Trimble's narrative strategy of "interweaving past events and personalities" (282) forms part of his laudable goal of accounting for "the development of neuroscientific discovery and the evolution of ideas, the latter influenced by cultural and social factors, themselves intertwined with developing and developed constructs" (283). Yet there are occasions when his vignettes fall short. For example, it may not be obvious to all readers what purpose is served by the inclusion of, say, the suicide of Hans Berger during the Nazi tyranny (202) or the poisoning of Vladimir Bekhterev during the Stalinist tyranny (237). Perhaps, these instances remind us of how easily intellectual history can slide between investigating how kinds of thinking become manifested or deflected, distorted or suppressed and emphasizing the socio-cultural history of individual intellectuals, be it part biographical and part institutional.
Despite doubts and questions raised by this critique of The Intentional Brain, they do not diminish the sheer potency and scope of the work.
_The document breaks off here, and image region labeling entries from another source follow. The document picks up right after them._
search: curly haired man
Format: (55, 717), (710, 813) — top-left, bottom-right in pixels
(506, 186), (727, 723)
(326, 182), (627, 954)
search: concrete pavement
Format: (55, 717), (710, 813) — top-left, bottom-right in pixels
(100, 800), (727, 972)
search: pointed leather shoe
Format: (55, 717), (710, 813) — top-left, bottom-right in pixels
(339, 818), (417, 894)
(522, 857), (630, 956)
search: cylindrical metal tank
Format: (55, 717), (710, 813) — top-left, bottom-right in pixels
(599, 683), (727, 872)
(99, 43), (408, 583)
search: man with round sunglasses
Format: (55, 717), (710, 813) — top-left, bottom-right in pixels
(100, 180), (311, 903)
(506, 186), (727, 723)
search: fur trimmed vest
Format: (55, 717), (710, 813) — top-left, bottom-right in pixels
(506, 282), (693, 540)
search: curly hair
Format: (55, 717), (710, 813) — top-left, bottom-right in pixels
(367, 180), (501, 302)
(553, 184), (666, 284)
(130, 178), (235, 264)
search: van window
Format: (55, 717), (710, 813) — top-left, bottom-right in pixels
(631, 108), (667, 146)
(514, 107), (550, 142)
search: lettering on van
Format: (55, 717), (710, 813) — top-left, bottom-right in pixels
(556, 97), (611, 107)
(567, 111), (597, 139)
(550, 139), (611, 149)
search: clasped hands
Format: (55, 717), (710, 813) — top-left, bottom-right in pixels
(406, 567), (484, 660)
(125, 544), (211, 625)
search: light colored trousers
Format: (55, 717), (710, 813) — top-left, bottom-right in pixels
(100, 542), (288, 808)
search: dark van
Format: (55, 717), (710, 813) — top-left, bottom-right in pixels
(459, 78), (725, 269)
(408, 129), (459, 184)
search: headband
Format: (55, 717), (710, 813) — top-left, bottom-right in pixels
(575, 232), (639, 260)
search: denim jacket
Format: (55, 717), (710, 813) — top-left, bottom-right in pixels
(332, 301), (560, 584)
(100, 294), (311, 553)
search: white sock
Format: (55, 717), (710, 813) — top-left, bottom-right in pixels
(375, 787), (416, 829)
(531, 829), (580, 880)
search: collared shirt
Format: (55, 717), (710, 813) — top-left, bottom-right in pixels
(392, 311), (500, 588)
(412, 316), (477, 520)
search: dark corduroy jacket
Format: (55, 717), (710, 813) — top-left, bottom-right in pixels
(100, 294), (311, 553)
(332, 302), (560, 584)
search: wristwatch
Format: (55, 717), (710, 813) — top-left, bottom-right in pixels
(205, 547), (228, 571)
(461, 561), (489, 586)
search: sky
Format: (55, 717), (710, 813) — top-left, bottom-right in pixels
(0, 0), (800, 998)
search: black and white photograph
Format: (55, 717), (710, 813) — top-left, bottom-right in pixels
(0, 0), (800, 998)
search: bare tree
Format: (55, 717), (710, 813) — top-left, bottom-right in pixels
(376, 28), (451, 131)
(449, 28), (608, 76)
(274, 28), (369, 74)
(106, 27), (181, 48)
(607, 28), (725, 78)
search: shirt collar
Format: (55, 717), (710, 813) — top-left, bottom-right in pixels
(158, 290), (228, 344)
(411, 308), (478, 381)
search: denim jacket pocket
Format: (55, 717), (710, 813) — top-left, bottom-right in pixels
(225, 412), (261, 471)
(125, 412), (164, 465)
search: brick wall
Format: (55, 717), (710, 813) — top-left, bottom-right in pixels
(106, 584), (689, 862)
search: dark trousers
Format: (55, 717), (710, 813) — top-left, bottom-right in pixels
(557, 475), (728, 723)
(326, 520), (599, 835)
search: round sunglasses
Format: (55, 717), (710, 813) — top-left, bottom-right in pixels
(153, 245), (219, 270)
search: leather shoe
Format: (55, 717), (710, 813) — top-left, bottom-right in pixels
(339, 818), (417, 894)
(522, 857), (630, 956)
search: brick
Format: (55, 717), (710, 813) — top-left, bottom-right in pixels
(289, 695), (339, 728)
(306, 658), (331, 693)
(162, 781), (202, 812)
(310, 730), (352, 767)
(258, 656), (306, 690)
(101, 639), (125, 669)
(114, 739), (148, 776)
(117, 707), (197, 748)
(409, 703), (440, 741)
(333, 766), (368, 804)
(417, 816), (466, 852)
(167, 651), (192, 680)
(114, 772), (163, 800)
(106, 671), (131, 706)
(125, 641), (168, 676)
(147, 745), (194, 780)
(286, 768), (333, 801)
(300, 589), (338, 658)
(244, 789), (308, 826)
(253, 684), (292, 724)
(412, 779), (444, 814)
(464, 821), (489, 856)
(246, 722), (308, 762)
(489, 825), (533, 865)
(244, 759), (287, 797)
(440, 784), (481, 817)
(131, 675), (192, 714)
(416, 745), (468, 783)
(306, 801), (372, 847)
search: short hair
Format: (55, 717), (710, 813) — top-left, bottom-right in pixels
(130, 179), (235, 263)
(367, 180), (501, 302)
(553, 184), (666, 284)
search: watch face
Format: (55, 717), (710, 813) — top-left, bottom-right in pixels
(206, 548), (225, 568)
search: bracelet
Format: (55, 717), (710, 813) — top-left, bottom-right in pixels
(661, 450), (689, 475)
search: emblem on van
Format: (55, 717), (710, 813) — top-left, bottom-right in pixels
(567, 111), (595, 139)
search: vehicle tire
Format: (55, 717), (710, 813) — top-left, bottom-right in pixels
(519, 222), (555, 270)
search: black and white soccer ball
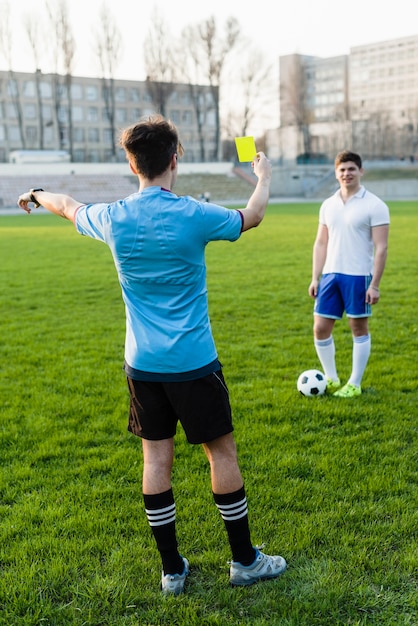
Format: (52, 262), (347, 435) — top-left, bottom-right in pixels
(297, 370), (327, 397)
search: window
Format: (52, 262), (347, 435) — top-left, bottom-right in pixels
(115, 87), (126, 102)
(71, 83), (83, 100)
(9, 126), (21, 141)
(72, 106), (84, 122)
(103, 128), (113, 145)
(25, 126), (38, 143)
(115, 109), (128, 124)
(40, 81), (52, 98)
(73, 128), (84, 143)
(129, 87), (141, 102)
(181, 111), (193, 126)
(87, 107), (99, 122)
(129, 109), (141, 122)
(86, 85), (99, 101)
(23, 80), (36, 98)
(88, 128), (99, 143)
(23, 104), (36, 120)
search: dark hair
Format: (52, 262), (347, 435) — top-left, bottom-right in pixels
(120, 115), (183, 180)
(334, 150), (363, 169)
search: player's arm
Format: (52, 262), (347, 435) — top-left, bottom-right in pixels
(366, 224), (389, 304)
(17, 190), (84, 222)
(240, 152), (271, 231)
(308, 224), (328, 298)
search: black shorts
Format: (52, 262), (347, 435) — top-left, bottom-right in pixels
(127, 370), (233, 443)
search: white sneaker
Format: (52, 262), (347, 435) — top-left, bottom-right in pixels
(229, 549), (287, 586)
(161, 557), (189, 596)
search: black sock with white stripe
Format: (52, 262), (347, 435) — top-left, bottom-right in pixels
(213, 487), (256, 565)
(143, 489), (184, 574)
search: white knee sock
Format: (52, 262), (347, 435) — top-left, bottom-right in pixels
(314, 335), (338, 380)
(348, 335), (372, 387)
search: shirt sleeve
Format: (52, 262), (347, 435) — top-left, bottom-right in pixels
(74, 203), (110, 242)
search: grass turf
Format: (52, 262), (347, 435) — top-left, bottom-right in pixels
(0, 202), (418, 626)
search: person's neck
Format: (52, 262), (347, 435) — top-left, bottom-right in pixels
(139, 174), (173, 191)
(340, 185), (360, 204)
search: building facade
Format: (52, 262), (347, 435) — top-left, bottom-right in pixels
(0, 71), (216, 163)
(272, 35), (418, 162)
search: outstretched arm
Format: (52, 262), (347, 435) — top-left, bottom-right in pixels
(308, 224), (328, 298)
(17, 191), (84, 222)
(241, 152), (271, 231)
(366, 224), (389, 304)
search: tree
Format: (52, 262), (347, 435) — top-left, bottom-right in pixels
(96, 2), (122, 161)
(23, 14), (44, 150)
(144, 10), (176, 116)
(280, 54), (312, 154)
(224, 45), (274, 139)
(176, 26), (215, 162)
(0, 2), (26, 148)
(196, 16), (240, 160)
(45, 0), (75, 161)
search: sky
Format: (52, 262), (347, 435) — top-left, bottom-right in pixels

It behoves us to recall that, when paraphrasing Aristoteles' Peri aistheseos 436a19-21 (Sense and Sensibilia (B.C. 347±)), Trimble has no hesitation sharing his overarching ideal: "the philosopher should end with medicine and the physician commence with philosophy" (xi).
© 2017 R.A. Goodrich
R.A. Goodrich is affiliated with the A.R.C. Centre for the History of Emotions (University of Melbourne) and the A.D.I. European Philosophy & History of Ideas (Deakin University), co-edits the online refereed arts journal, Double Dialogues, and co-ordinates with Maryrose Hall a longitudinal project investigating linguistic, cognitive, and behavioural development of higher-functioning children within the autistic spectrum and related disorders.